Expectations and support at home
The 18-year-old said he had to work hard to remain focused and tune out people who made fun of him or detracted from his goals.
"How you carry yourself is how people will respond to you," Spates said. "Usually I'm just a regular guy on the streets, but because I'm wearing this tie, because I go to Verbum Dei, because I'm going on to college, people want to respond to me a certain way. And now I'm held with this certain level of responsibility in my neighborhood and at my house."
Spates said he saw a big difference between Verbum Dei and the public schools he attended prior. At "the Verb," it was surprising to be in a class larger than 16 students, he said.
"When you go to such a small school and the teachers are there to make sure you're getting all the tools you need to go on to the next level, then there's no escaping the learning process," Spates said.
But Spates didn't make it to Georgetown alone.

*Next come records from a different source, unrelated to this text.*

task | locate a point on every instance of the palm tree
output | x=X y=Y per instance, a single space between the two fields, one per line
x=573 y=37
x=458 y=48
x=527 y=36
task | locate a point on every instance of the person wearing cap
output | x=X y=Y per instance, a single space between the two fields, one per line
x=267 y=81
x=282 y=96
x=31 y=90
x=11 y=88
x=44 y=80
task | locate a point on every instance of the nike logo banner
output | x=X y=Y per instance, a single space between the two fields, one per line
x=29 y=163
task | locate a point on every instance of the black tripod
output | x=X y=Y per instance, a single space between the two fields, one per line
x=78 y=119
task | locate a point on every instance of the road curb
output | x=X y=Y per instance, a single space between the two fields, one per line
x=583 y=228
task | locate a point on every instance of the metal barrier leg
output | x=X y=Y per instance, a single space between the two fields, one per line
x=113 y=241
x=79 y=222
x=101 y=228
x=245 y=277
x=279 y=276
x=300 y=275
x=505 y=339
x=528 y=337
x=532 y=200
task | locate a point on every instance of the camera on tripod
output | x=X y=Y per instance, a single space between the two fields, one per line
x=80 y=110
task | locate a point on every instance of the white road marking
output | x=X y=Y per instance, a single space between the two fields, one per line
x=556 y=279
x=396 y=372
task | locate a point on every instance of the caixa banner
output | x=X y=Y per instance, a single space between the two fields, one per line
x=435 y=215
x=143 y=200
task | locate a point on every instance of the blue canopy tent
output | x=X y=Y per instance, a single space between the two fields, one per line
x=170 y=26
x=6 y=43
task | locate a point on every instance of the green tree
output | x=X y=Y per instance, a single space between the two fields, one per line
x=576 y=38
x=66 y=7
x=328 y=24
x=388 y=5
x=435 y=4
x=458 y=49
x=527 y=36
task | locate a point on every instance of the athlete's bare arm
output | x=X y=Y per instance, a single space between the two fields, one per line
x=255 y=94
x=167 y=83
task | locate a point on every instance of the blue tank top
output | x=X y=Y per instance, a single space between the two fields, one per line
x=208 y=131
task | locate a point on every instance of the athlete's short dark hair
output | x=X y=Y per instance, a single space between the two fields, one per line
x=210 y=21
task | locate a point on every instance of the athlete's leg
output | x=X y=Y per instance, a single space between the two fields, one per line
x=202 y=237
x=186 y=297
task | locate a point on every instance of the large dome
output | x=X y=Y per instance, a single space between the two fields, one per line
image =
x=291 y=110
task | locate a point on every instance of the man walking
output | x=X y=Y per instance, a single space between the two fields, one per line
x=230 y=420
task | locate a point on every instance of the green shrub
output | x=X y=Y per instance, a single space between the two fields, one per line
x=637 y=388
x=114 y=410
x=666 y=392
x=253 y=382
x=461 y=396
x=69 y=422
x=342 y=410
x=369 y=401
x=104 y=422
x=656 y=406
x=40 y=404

He credits his father, Marshall, and his mother, who he said "always wanted me to be in the best educational circumstance that I can be in."
"My father's been my main mentor, my best friend my entire life," he said. "He's been at all of my games, and when I had a job where I had to be at work at 6 a.m., he was up every day with me, making sure that I was on that train. He never took a day off, he doesn't take any days off as a father, and I love him dearly for that."
- Nicholas Spates, valedictorian of the class of 2015 at Verbum Dei High School.
- Martinique Starnes, dean of counseling and student affairs at Verbum Dei High School.
This segment aired on June 19, 2015.